Pyrgus miró al capitán con asco, pero no dijo ni una palabra. Empezaba a comprender que el mundo de Chalkhill y Brimstone estaba lleno de mentirosos.
—Entonces hay que felicitarte, capitán Pratellus —afirmó Chalkhill, y cuando le sonrió a Pyrgus sus dientes resplandecieron con destellos multicolores—. Bueno, y ahora, mi pequeño terrier, ¿qué vamos a hacer contigo?
—¡Vais a dejar que me vaya inmediatamente! —respondió Pyrgus—. De lo contrario, mi padre…
—Ah, un niño de papá, ¿verdad? Yo siempre quise mucho más a mi madre, pero sobre gustos no hay nada escrito. Me temo que no me impresiona mucho tu padre, muchacho. ¿Es grande? ¿Tiene mucho músculo? ¡Uy, qué miedo! —Se volvió hacia Pratellus—. Capitán, doy por supuesto que lo habéis interrogado.
—Sí, señor Chalkhill. Es reservado, señor; no ha dicho nada. Por eso lo he traído ante usted. He pensado que tal vez le gustaría torturarlo.
—¡Oh, sí! —respondió Chalkhill, entusiasmado—. Me encantaría torturarlo, claro. Pero antes de llegar a esos… extremos, podría preguntarle algunas cosas. Me he dado cuenta de que hay bastante gente dispuesta a hablar conmigo tras negarse a hablar con los demás. —Se volvió hacia Pyrgus—. ¿Qué hace un chico tan encantador como tú invadiendo las instalaciones de una empresa respetable?
—¿Respetable? —jadeó Pyrgus que, presa de una furia repentina, abandonó la decisión de permanecer callado—. ¿Qué clase de fábrica es la que ahoga gatitos en pegamento?
—Nos preocupan los gatitos, ¿verdad? —Chalkhill abrió los ojos con gesto compasivo—. Pero ¿no te das cuenta, pobrecillo, de que hay demasiados gatos desperdigados por toda la ciudad? Casi todos tienen una vida terrible: enfermedades… hambre… Matar unos pocos es una buena obra.
—Y muy rentable —se burló Pyrgus.
—No hay nada malo en obtener beneficios —repuso Chalkhill alegremente—. Los jóvenes no valoran esas cosas, pero supongo que tu adorado padre estaría de acuerdo conmigo. Gana una miseria, ¿no? ¿O acaso él también trabaja para una empresa rentable? —Levantó una mano—. No, ahórrame los sermones, muchacho. El capitán tiene toda la razón. Si no nos dices por qué estás aquí, te sacaremos la verdad a la fuerza.
—¡Ya le he contado por qué estoy aquí! —gritó Pyrgus, mientras se preguntaba si podría llegar hasta la puerta. Chalkhill estaba demasiado gordo para dar caza a una tortuga, pero tenía que contar con Pratellus y con los dos guardias que se hallaban fuera—. ¡Me perseguían unos hombres enviados por lord Hairstreak!
—Ahora entiendo por qué no le crees. —Le comentó Chalkhill a Pratellus, y luego se dirigió a Pyrgus—: Lord Hairstreak es amigo mío, íntimo amigo. Tiene cosas mejores que hacer que mandar a sus hombres a correr detrás de los chicos. Se trata de Paphia, ¿verdad?

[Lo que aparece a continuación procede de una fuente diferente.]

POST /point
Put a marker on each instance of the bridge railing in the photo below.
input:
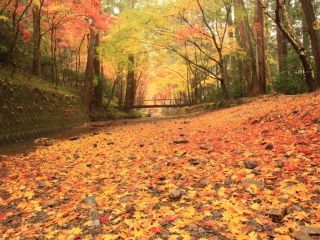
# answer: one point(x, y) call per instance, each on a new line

—¿Paphia? —repitió Pyrgus parpadeando.
—Argynnis Paphia —espetó Chalkhill—. Hace años que nos tiene manía, al pobre del señor Brimstone y a mí. No te molestes en negarlo; veo la verdad en tus ojos y conseguiré que salga de tus labios, ¡te lo advierto! —Apoyó el dorso de la mano en la frente—. Pero he pasado la noche en blanco y estoy demasiado nervioso para torturarte. Capitán Pratellus…
—¿Sí, señor? —se apresuró a decir Pratellus.
—Se lo llevaremos al señor Brimstone, capitán. Los demonios del señor Brimstone le sacarán la verdad.